欧州議会は13日の本会議で、発がん性が疑われる除草剤「グリホサート」の認可期間を短縮するとともに、非農業従事者による使用を禁止する内容の決議案を賛成多数で採択した。欧州議会の決議に拘束力はないが、EU加盟国の代表で構成される専門委員会の判断に影響を与える可能性がある。
グリホサートは米モンサントが開発した除草剤「ラウンドアップ」の主成分で、特許権が消滅した2000年以降はさまざまな農薬類に使用されている。EU市場では6月末にグリホサートの認可期間が終了するため、欧州委員会はさらに15年間の認可延長を加盟国に提案している。

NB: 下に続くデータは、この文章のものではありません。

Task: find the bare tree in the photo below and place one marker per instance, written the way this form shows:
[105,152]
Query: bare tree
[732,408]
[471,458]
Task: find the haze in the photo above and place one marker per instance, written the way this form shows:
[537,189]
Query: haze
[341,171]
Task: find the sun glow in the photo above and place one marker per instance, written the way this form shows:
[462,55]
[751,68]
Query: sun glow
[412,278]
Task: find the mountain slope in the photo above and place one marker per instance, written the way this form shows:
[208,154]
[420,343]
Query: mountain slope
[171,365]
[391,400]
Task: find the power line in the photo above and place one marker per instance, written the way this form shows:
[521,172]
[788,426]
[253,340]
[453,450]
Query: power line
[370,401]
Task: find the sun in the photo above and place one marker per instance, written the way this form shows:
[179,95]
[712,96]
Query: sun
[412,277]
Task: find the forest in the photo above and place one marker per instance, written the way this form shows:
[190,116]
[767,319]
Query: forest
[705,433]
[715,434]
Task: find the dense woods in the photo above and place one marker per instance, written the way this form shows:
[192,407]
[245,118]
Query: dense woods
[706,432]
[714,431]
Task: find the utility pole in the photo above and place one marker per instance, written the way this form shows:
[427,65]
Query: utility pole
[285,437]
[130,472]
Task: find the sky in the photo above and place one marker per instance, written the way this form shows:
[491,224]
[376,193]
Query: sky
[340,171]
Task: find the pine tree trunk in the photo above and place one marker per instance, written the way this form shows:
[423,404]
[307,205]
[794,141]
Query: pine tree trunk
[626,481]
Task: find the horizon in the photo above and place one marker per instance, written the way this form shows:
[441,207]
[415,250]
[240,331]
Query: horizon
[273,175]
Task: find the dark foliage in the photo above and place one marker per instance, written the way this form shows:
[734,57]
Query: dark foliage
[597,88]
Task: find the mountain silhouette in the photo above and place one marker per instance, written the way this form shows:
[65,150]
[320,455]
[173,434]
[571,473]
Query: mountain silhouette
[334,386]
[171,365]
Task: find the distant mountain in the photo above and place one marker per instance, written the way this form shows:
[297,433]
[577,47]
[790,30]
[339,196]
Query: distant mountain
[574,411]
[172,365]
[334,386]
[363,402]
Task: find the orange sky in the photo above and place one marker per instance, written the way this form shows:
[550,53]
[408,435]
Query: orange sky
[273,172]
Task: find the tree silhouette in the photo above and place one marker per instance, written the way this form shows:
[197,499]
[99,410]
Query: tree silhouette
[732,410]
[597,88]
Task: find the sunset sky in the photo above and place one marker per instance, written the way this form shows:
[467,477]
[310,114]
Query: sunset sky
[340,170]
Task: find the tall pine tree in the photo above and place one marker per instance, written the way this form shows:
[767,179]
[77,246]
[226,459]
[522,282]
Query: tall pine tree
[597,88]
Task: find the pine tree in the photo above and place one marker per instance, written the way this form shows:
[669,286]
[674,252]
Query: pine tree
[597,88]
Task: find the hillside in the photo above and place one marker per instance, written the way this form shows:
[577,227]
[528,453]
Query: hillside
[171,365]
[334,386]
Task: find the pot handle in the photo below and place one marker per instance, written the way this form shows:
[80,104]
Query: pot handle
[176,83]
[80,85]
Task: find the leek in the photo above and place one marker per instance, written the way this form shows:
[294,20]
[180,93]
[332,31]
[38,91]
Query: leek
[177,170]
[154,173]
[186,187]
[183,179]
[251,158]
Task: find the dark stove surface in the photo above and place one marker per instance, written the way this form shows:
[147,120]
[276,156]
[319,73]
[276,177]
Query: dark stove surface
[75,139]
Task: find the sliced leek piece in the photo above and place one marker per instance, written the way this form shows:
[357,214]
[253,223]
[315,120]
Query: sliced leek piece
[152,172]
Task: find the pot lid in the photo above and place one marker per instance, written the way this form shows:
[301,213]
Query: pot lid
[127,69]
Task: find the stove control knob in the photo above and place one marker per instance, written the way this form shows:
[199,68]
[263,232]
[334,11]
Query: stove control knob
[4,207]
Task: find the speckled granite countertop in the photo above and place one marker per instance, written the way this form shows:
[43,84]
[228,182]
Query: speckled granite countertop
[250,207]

グリホサートをめぐっては、世界保健機関(WHO)の国際がん研究機関(IARC)が昨年3月、発がん性の恐れがあるとする報告書を公表した。動物実験などのデータに基づき、5段階評価で2番目にリスクが高い「ヒトに対して恐らく発がん性がある」物質のグループに分類している。これに対し、欧州食品安全機関(EFSA)は昨年11月、グリホサートが「ヒトに対する発がんのハザードを有する可能性は低い」とする見解をまとめている。
欧州議会ではIARCの発表を機にグリホサートの安全性を懸念する声が高まっており、本会議では認可の延長期間を7年に短縮するとともに、非農業従事者による使用、さらに公園や運動場とその周辺への使用を禁止する決議案が賛成374、反対225、棄権102で採択された。
今後の手続きとしては、5月18-19日に開かれる専門委員会で欧州委の提案について採決が行われる。加盟国の意見が分かれて特定多数での承認または否決に至らなかった場合、欧州委が最終判断を下すことになる。